Update. She is home again, but we have to go in to the hospital each day for her to get the shot, because the nurses would probably get lost trying to find us. With my detailed directions, I don’t think so! Edit: they are just too busy with not enough staff. At least it will get us out of the house each day! We have done 3 visits into the hospital. The first took ages, because we had to wait for the doctor, who ordered another blood test. The second one was just in and out, and because the cannula has already been in for 3 days, it was taken out, much to Julie’s relief. The third visit was delayed to the afternoon, so that we could see the doctor after she came on shift. Julie’s CRP level, which measures the body’s response to stress, was down from 350 to 80 in just a few days, so she didn’t need any more antibiotics via the vein, and therefore didn’t need another poke with a needle. Relief! She is now on a week’s worth of oral antibiotics and her arm looks SOOO much better. And she has been discharged from the hospital and off work until Thursday.

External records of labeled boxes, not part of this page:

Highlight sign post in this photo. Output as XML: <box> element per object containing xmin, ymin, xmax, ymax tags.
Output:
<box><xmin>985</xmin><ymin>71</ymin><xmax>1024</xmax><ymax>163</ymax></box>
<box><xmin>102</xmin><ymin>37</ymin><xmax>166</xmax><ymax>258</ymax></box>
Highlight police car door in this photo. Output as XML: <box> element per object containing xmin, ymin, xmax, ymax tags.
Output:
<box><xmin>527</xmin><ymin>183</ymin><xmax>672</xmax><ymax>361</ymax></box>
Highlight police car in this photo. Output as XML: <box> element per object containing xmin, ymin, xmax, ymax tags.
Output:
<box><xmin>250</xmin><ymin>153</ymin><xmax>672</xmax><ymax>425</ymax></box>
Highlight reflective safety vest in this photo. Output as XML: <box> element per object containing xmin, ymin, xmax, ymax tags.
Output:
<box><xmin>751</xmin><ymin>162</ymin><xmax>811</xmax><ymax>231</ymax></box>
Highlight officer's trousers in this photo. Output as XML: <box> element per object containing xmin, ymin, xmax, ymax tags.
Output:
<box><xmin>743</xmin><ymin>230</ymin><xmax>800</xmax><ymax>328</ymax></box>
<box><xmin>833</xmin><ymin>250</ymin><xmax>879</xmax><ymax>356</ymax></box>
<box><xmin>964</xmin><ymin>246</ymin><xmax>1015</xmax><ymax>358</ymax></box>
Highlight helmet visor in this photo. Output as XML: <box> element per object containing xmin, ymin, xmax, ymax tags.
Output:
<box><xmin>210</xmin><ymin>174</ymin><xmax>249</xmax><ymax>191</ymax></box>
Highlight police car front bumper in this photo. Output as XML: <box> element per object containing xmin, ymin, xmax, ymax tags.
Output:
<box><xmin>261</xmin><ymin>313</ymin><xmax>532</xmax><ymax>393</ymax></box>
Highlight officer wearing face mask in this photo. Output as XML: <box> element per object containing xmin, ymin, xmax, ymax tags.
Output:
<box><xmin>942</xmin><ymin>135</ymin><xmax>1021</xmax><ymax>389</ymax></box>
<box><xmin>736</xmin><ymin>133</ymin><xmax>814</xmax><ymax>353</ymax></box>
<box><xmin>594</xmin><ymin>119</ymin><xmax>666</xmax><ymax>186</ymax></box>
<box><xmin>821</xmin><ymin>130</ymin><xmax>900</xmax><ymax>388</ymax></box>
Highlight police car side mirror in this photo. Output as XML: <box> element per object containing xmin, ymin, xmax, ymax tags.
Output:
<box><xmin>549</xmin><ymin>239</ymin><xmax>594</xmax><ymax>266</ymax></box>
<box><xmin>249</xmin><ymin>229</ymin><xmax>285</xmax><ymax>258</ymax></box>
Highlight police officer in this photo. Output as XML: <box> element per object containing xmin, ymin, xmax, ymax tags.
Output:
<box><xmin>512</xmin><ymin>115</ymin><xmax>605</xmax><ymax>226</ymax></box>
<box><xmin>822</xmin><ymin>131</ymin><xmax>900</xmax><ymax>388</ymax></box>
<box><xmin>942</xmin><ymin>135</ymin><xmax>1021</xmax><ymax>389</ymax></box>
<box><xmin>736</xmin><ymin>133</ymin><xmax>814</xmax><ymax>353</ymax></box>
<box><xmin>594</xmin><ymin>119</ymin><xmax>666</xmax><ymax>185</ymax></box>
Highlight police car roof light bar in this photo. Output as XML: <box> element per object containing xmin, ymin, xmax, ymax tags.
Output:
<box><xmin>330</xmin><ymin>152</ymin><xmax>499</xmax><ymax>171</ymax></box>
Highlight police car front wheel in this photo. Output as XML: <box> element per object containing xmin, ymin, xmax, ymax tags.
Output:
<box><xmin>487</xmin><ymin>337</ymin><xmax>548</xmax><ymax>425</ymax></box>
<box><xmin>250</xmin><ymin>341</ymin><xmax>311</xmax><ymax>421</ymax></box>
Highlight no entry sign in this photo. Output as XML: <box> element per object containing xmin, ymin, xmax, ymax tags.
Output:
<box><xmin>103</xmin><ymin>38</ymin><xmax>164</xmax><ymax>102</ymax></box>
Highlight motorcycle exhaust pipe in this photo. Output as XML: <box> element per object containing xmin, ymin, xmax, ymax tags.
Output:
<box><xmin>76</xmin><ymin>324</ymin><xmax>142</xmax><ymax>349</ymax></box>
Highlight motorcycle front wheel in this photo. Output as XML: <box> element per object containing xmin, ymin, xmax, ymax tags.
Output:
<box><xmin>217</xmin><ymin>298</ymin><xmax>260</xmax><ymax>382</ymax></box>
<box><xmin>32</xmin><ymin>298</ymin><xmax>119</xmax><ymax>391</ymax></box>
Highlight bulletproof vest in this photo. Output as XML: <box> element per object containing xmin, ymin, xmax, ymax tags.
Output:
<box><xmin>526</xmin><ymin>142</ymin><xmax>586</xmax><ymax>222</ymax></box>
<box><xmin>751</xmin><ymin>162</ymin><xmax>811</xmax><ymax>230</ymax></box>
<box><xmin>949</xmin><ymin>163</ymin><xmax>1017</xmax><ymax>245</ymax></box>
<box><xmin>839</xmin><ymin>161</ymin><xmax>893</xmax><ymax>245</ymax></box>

What I have learned from this episode is that it’s not the poison from the bite that spreads. The bite introduces a bacterial infection under the skin, which causes cellulitis. The area just under the skin doesn’t have much blood flow to it, and consequently allows infections to spread quickly, and requires major doses of antibiotic to hit it properly. If you’re really unlucky the infection goes straight into the bloodstream, which causes the bright red lines up the limb, which of course is VERY dangerous. In this case, it spread rapidly under the skin and by the time she saw the second doctor, it had already got into the lymph node in the armpit. She was only a matter of hours away from needing some very serious Intensive Care.